La mayoría de los estadunidenses se solidariza con los migrantes mexicanos, a pesar del ambiente hostil estimulado por el presidente de Estados Unidos.
Existe una minoría prejuiciosa, creyente en la supremacía blanca, que percibe a los migrantes indocumentados como criminales,y si alguno se encuentra con alguno en la calle, a veces es agredido o intimidado con los gritos: “¡Trump!, ¡Trump! ¡Trump!”
Existen numerosas ciudades santuario protectoras de migrantes, de costa a costa y de frontera a frontera, pero también está la conspicua ausencia de Arizona y Texas, en la frontera con México.
Ante este clima polarizado, resulta plausible que el Departamento de Estado, a través de la embajada de Estados Unidos en México, conceda visas a los abuelos de migrantes indocumentados para permitir reencontrarse con sus hijos indocumentados.
La visa de turista puede ser expedida por 10 años, con entradas múltiples, a los mayores de 60, y que no hayan estado ilegalmente en Estados Unidos.
Las familias pagan la visa y la transportación aérea, mientras que las secretarías de Migración de los estados organizan la logística del viaje en grupos a Estados Unidos, con la participación de los municipios, los clubes de migrantes y los consulados de México.
En Michoacán el programa se llama Palomas Mensajeras, en Zacatecas Corazón de Plata y así por el estilo.
The Washington Post publicó hace dos días en primera plana un estupendo reportaje escrito por Kevin Sieff, con fotografías de Sarah Voisin, digno de un premio Pulitzer.
El autor narra con detalle el viaje de María Dominga Romero León, indígena purépecha de 68 años, desde Cherán, Michoacán, a Germantown, cerca de Chicago, para encontrarse con su hija Guillermina, a quien no ve desde que salió hace unos 17 años, y a los nietos americanos que no conoce y que hablan español con dificultad.
La señora Romero León nunca había volado en avión ni había usado una escalera eléctrica, ni siquiera había salido del estado, hasta que viajó por primera vez a Chicago.
Guillermina Sánchez, la hija de María Dominga, emigró al iniciar 2002 con su hija de seis meses con una visa de turista con la intención de quedarse con su marido, quien la esperaba en Chicago después de cruzar ilegalmente la frontera.
Como todos los migrantes, se fueron de Cherán a buscar una mejor vida, encontrar un trabajo y luego ayudar a su familia con el envío de remesas. Algunos se fueron no solo a Chicago, sino a San Luis, Missouri, o a Raleigh, Carolina del Norte.
Sin embargo, los programas de reunificación familiar temporal no tienen el respaldo oficial de la Embajada estadunidense.

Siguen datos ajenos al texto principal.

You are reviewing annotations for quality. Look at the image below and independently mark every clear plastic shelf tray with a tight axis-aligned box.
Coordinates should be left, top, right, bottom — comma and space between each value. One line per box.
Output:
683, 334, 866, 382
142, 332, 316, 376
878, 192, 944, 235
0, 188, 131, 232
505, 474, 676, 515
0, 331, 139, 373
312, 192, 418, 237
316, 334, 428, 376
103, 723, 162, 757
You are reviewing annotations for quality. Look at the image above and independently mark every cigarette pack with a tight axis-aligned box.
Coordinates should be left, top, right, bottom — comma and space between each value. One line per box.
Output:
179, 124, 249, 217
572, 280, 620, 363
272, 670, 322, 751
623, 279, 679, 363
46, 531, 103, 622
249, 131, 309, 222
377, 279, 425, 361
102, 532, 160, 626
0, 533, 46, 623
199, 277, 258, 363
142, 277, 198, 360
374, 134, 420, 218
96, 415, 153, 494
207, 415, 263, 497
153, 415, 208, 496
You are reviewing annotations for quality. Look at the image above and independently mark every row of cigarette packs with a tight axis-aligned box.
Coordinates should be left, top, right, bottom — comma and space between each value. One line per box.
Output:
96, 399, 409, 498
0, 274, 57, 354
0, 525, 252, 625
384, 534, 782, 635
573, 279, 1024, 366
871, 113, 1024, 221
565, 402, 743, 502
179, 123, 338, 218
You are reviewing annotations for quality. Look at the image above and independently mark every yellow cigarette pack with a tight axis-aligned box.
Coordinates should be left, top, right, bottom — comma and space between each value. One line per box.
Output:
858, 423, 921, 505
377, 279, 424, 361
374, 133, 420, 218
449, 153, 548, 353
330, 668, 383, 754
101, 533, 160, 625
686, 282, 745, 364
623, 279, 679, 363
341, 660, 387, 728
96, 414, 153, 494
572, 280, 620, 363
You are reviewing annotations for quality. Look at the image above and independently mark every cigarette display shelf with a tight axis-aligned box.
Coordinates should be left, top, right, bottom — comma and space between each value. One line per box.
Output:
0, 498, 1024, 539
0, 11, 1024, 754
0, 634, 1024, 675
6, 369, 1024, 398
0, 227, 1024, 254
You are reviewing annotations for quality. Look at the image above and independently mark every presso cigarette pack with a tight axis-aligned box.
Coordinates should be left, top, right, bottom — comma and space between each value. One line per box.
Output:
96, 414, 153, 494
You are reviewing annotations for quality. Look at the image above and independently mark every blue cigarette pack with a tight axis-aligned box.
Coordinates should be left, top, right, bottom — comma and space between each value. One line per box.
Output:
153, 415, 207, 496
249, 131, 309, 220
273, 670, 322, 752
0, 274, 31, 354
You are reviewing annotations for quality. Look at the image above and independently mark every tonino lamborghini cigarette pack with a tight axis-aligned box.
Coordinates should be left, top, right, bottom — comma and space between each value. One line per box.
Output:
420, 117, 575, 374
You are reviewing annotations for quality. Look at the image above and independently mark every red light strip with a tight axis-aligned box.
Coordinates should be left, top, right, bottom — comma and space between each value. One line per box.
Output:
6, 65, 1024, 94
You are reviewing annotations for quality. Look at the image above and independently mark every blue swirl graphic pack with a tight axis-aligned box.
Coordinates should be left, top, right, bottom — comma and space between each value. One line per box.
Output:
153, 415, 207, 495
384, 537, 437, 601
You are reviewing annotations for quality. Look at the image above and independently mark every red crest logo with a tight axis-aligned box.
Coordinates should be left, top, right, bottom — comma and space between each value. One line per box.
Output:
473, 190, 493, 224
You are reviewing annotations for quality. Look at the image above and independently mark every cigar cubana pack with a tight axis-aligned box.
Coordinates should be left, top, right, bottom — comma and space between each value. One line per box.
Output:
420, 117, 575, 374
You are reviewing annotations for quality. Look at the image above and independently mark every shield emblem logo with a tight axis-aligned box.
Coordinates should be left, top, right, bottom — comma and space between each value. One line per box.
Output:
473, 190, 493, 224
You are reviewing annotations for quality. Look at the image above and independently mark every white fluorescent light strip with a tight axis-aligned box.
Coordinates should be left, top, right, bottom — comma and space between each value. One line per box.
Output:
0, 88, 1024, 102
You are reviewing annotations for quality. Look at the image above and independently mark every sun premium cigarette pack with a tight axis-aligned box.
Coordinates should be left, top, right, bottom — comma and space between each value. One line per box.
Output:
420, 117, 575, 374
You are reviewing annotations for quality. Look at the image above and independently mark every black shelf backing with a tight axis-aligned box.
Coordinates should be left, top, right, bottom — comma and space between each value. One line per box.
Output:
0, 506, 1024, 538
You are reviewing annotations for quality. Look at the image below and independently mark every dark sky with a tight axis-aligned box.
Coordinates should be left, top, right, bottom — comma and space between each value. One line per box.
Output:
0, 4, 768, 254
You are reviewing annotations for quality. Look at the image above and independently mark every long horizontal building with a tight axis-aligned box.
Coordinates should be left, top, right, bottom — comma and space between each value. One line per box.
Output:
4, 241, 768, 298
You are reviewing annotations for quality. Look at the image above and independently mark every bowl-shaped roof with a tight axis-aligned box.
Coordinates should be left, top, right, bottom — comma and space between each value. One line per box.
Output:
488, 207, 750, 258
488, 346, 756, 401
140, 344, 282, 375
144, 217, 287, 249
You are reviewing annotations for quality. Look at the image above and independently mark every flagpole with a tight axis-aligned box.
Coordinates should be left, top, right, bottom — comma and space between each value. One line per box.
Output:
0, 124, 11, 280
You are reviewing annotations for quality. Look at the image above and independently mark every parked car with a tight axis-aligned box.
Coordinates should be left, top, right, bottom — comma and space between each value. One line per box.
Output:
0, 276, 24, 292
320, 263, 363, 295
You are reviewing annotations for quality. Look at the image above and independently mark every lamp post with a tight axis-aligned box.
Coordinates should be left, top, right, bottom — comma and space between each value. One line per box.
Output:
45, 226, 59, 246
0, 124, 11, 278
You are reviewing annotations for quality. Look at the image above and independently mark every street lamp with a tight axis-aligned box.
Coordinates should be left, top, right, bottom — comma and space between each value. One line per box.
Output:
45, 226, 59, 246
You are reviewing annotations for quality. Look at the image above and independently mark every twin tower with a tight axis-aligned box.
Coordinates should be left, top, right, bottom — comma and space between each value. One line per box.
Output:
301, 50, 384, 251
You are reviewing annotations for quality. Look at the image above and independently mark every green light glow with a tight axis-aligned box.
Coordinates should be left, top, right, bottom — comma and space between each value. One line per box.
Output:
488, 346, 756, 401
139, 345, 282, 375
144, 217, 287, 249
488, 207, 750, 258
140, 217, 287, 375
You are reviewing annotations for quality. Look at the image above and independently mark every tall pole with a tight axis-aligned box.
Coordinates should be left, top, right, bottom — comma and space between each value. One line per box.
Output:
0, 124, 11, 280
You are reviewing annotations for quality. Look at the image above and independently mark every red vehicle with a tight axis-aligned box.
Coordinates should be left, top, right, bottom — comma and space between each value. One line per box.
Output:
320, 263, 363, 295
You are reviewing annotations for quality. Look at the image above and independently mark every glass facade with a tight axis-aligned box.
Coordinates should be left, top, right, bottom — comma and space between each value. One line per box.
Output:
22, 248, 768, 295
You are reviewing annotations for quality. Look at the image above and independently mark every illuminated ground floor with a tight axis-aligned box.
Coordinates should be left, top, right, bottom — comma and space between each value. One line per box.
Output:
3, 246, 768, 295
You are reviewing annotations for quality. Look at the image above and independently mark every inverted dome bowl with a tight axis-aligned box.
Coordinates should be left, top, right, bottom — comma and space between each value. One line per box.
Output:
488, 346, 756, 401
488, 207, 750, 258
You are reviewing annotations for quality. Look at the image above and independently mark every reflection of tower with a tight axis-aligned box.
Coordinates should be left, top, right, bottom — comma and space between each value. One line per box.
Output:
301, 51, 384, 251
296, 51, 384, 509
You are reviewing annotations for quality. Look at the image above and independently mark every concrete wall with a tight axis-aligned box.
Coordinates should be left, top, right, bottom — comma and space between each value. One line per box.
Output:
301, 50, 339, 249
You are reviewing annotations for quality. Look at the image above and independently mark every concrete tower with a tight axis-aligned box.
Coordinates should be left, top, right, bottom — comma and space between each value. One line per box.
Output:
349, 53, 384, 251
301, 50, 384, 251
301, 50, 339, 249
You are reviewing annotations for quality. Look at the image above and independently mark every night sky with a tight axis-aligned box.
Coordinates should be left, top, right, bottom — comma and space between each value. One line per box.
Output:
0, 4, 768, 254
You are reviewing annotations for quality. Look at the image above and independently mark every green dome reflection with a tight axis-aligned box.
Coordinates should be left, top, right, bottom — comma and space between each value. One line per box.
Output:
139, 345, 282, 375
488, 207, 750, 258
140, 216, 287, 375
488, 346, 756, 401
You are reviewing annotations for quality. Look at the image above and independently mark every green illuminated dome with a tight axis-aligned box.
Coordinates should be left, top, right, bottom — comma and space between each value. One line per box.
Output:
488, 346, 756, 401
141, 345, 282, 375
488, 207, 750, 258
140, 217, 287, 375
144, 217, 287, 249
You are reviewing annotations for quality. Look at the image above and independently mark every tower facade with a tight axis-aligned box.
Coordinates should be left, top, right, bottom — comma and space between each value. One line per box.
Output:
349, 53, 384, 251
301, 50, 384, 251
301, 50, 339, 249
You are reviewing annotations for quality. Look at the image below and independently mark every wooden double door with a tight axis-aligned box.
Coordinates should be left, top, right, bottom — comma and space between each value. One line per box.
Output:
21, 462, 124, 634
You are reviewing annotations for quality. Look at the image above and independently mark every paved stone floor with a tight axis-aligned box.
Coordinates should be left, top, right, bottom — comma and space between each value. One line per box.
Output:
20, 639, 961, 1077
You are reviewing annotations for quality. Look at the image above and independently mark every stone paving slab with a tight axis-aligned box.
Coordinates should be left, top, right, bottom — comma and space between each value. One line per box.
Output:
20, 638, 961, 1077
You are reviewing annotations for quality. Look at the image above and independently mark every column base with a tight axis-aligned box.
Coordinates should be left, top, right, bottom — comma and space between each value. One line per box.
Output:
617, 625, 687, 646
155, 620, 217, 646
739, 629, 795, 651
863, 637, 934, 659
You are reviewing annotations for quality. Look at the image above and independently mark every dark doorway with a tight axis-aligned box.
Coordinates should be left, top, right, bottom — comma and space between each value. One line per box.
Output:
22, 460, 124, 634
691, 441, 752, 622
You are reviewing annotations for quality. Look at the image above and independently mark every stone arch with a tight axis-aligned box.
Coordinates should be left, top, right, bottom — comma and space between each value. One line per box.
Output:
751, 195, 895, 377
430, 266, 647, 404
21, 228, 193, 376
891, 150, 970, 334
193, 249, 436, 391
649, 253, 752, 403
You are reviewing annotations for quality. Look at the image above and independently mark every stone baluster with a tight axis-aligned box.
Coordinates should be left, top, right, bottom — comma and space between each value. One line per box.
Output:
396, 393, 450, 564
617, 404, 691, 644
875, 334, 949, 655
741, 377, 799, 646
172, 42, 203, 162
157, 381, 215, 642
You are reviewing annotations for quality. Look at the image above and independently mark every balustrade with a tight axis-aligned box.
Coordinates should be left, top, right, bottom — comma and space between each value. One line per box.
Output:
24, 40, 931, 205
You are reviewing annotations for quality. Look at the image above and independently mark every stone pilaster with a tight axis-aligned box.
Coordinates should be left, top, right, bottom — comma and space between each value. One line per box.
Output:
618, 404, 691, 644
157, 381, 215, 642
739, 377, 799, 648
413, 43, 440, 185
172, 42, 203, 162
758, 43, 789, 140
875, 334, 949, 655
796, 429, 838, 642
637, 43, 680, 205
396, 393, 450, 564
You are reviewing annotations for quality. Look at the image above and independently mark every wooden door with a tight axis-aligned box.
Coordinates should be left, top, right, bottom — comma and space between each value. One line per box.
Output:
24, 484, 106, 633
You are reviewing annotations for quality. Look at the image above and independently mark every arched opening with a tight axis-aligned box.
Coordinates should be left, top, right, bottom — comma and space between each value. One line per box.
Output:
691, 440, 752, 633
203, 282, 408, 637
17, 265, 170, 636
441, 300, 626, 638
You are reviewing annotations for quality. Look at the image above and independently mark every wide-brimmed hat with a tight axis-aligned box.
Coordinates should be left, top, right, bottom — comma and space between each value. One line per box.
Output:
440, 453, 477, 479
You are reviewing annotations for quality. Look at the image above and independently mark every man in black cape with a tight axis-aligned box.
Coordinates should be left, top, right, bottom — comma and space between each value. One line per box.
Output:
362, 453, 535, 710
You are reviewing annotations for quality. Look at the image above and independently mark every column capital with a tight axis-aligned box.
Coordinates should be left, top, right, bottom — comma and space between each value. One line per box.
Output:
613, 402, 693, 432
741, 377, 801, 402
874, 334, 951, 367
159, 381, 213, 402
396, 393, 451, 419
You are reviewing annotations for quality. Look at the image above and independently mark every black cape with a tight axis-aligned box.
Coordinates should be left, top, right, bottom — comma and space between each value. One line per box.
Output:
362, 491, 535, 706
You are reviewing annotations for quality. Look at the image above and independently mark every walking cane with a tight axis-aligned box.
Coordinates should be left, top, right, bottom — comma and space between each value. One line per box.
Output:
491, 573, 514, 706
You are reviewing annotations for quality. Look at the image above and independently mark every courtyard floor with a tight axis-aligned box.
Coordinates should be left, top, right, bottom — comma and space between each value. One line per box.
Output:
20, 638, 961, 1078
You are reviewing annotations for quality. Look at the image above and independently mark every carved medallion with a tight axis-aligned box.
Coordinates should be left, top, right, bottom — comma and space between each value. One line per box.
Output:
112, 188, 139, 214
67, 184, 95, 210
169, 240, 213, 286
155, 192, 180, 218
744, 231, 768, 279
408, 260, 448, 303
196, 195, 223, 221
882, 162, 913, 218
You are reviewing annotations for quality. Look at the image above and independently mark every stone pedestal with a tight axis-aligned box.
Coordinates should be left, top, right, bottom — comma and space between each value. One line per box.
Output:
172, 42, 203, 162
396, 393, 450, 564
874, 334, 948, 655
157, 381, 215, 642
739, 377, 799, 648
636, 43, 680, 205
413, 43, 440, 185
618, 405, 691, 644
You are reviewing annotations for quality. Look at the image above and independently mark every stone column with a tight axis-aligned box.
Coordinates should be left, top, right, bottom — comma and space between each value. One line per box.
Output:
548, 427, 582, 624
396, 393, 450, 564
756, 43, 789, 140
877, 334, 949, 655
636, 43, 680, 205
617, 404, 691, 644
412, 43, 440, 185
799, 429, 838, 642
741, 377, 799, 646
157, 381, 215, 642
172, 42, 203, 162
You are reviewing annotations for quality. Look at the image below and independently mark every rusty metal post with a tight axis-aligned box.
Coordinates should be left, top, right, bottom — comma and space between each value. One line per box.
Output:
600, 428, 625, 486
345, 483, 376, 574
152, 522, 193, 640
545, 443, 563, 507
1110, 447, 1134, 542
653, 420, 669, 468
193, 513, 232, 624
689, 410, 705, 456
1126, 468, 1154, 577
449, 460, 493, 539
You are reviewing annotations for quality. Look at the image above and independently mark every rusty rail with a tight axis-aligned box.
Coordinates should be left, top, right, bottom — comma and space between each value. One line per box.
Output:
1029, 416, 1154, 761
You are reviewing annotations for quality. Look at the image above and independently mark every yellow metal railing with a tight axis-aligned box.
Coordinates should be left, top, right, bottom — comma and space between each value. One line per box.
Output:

Les dan la visa a los ancianos porque formalmente cumplen con los requisitos legales pero lo hacen, digamos, con cierta discreta simpatía.
Que viva la tolerancia: el mismo gobierno que le dio la visa a María Dominga para ver a su hija en Estados Unidos es el mismo que persigue a su hija indocumentada para deportarla.
Razones humanitarias, que honran la tradición liberal estadunidense, permiten a veces soslayar la estricta aplicación de leyes migratorias.
Pero que Trump no se entere. Sería el fin de las Palomas Mensajeras.